So, today, our programming team had the watchdog disable a PWM. The catch? Watchdog didn’t exist in the programming. Therefore, an imaginary watchdog that didn’t exist in the code STILL broke our bot.
This started a rather long stream of watchdog jokes, including but not limited to: “Imaginary watchdog wants to be born” and “Watchdog was programmed by Stalin and Hitler, that’s why it kills everything”.
Kidding aside, what language, and did you figure out how this was happening or have something that reproduces it? Also, was this on a cold boot? The watchdog is primarily implemented in the FPGA. WPILib has the ability to disable it, but it has a default state, and the state from a default app or previous app since bootup could determine its state if you do not definitively disable it.
I [rookie programmer] heard that last year’s watchdog was replaced by ‘a little of watchpuppies’ [MotorSafety]. Which led to:
‘Radioactive watchpuppies!’
This, while we were ‘working on Chairman’s Award’ and got distracted talking about a nuclear blast, to which I responded ‘But the sunsets! Think of the pretty sunsets we would have!’ which led to ‘Think happy thoughts…kittens…puppies…watchpuppies…RADIOACTIVE WATCHPUPPIES!’

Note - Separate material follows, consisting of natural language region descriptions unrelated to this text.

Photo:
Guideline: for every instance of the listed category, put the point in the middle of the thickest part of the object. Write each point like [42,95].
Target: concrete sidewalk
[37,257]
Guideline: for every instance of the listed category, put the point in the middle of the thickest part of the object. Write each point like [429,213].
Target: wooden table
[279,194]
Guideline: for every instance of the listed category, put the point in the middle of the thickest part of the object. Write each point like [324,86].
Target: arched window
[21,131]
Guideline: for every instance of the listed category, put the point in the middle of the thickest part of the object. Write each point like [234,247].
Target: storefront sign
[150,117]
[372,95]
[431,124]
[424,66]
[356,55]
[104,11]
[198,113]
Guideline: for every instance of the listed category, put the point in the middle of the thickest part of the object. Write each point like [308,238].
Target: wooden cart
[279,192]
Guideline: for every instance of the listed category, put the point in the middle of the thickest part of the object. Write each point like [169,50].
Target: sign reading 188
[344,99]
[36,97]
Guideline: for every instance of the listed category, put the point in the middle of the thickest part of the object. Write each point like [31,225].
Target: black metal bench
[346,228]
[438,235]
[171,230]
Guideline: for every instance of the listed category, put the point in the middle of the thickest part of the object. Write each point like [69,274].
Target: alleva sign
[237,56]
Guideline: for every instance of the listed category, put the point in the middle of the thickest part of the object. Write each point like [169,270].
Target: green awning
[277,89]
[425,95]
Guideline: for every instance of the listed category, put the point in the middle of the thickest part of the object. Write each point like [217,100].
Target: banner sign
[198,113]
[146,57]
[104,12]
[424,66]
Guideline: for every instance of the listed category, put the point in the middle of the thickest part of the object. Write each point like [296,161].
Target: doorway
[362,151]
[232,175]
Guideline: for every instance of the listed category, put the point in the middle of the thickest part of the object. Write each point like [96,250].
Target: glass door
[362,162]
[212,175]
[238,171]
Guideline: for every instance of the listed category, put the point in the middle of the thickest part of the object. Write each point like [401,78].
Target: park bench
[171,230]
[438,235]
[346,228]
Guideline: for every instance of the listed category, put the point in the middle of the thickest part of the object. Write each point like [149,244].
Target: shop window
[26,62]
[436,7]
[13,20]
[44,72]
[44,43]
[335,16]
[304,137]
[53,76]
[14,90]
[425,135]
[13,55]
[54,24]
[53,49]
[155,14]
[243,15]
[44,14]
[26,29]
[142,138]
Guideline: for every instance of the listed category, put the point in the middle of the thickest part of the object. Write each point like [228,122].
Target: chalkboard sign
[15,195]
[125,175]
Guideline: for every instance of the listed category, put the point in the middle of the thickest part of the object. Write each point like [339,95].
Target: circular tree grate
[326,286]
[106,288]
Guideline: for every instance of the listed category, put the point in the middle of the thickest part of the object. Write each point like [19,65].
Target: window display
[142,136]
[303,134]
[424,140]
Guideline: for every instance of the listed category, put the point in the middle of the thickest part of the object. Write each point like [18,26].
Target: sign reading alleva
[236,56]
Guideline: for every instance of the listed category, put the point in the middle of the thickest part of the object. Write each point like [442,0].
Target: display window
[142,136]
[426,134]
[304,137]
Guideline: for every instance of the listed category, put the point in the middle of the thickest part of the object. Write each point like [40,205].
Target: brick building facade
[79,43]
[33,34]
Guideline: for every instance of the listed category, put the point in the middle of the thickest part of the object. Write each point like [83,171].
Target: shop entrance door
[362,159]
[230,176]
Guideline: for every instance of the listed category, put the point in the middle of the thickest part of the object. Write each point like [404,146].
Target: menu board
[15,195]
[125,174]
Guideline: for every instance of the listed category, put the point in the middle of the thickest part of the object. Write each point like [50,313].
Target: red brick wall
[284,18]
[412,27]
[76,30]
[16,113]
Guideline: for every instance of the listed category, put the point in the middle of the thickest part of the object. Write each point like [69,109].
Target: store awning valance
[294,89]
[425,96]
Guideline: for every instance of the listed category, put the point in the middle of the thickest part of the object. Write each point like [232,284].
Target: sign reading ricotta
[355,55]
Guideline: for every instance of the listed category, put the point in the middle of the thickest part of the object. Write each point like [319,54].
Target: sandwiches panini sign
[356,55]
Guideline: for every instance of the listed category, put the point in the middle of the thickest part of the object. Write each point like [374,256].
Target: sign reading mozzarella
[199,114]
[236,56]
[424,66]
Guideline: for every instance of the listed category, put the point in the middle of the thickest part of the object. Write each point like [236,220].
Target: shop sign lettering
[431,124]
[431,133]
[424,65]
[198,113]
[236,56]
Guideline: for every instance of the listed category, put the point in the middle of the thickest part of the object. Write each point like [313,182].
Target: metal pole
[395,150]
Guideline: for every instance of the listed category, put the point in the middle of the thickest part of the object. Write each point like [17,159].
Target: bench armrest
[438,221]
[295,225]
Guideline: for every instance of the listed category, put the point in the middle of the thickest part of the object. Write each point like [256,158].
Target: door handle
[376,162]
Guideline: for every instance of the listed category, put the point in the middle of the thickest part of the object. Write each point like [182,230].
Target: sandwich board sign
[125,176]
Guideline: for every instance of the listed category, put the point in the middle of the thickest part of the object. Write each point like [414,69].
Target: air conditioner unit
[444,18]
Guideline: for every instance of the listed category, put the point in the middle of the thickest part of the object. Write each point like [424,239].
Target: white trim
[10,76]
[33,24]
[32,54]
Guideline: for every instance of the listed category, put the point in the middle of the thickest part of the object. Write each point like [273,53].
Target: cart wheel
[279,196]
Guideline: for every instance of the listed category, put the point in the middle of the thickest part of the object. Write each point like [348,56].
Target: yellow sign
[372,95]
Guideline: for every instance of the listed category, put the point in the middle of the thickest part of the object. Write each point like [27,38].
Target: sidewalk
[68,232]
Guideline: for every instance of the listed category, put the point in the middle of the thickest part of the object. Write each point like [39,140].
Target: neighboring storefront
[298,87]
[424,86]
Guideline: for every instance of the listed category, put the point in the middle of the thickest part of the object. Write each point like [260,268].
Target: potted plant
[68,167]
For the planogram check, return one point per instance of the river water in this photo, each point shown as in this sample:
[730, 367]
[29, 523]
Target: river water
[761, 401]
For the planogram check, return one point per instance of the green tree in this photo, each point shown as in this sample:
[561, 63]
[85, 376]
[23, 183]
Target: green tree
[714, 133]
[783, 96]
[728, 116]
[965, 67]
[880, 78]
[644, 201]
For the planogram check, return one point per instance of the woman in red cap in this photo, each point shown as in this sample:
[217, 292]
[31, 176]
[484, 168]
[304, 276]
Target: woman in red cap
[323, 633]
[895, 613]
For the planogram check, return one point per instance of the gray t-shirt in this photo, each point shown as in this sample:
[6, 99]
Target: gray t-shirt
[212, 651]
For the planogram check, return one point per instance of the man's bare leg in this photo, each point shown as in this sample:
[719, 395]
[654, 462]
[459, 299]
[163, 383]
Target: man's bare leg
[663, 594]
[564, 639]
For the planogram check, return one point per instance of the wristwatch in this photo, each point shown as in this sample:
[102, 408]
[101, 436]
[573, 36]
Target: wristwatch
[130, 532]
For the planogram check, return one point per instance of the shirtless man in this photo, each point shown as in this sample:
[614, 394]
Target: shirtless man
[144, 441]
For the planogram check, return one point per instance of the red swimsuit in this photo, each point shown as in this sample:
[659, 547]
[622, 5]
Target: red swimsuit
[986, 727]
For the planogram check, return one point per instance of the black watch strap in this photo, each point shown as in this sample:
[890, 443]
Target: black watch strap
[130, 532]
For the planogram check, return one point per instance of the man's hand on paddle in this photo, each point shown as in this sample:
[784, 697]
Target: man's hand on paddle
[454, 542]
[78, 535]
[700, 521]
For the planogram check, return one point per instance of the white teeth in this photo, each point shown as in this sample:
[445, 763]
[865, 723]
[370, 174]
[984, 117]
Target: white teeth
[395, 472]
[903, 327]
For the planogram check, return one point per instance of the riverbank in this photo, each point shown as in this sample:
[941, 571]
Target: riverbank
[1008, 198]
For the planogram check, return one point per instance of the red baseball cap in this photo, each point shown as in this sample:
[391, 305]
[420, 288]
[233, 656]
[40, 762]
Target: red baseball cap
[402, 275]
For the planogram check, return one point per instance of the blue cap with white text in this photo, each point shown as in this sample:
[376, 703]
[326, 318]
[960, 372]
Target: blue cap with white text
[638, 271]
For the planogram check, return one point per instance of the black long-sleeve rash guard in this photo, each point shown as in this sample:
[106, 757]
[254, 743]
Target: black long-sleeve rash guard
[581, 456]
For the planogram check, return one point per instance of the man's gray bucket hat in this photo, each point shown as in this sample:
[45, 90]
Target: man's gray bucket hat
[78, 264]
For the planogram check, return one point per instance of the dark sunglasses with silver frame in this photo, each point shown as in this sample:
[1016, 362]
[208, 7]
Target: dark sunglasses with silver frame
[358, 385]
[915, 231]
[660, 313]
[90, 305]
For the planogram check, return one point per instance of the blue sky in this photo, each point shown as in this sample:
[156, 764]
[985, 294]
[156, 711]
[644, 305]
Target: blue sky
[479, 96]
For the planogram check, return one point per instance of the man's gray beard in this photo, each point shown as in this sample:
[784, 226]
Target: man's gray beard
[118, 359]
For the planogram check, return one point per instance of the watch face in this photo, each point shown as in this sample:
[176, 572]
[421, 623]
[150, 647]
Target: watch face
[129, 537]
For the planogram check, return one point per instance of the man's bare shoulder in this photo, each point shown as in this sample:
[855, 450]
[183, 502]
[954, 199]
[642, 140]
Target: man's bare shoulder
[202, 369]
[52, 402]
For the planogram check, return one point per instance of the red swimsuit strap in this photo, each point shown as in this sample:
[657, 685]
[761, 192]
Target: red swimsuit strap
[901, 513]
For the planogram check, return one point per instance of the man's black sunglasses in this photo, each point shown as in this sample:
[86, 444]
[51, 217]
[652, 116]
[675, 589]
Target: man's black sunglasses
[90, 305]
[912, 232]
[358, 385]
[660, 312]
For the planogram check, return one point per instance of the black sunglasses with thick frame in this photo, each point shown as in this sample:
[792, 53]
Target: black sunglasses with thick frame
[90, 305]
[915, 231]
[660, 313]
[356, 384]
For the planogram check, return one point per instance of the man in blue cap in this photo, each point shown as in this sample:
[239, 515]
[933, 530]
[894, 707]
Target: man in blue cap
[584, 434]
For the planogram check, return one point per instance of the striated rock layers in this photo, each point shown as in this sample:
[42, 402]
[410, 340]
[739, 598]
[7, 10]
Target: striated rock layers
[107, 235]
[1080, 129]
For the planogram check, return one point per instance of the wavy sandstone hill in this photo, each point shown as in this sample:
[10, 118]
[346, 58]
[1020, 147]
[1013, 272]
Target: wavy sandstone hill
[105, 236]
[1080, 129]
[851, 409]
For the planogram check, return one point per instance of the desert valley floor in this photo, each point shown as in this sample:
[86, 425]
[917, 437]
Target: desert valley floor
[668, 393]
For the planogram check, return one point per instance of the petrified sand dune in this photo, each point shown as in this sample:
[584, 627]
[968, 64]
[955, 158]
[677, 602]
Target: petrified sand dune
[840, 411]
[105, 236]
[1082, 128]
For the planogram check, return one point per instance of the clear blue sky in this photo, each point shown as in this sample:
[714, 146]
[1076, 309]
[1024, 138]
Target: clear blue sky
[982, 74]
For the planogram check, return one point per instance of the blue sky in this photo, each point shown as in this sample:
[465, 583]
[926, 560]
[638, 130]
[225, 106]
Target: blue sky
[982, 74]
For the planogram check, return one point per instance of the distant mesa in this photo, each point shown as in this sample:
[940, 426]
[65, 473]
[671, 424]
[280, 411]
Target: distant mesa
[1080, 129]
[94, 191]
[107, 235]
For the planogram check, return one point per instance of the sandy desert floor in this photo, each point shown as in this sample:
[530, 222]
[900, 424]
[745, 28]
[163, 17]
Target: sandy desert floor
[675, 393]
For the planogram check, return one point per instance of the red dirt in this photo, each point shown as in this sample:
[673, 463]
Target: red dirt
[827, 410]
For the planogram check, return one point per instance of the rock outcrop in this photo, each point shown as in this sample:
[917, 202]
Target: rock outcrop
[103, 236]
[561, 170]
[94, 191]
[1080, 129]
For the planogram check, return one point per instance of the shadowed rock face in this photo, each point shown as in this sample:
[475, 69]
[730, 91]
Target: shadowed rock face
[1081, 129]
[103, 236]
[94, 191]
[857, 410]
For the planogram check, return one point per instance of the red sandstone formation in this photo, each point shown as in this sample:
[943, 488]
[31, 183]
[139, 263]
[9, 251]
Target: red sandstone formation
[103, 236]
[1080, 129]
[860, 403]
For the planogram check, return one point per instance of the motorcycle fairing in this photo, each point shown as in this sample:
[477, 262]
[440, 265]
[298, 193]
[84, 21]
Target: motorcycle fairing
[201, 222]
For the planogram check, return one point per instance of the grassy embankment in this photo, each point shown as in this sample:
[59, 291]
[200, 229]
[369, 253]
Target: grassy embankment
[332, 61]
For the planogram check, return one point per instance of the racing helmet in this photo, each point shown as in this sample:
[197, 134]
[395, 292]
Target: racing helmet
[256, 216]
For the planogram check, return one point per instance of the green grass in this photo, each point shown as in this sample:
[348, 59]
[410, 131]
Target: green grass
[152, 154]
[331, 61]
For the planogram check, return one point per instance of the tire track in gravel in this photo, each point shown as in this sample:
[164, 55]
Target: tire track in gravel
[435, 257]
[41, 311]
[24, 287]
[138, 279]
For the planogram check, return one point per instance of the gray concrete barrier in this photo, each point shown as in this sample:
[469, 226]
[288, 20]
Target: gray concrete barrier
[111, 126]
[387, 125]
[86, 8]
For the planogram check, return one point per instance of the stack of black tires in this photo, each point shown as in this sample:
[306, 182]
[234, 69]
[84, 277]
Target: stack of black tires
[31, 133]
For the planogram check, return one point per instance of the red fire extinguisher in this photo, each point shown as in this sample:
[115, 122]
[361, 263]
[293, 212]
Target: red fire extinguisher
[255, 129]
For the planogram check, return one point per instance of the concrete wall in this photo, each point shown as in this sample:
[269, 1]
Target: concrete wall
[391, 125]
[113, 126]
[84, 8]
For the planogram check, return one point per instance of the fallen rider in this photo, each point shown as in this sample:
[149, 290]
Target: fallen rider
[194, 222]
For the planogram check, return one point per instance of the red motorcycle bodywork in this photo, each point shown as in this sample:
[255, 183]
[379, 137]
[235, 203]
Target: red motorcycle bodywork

Personally, I never had any real problems with the watchdog; in fact I love it. He (she) is a great debugging tool. The watchdog should shut up the whole time if you programmed correctly. If the watchdog yaps, that says I did something wrong. I say blame yourselves and not the watchdog. Its like blaming the ref when you obviously fouled someone. Learn to love the watchdog.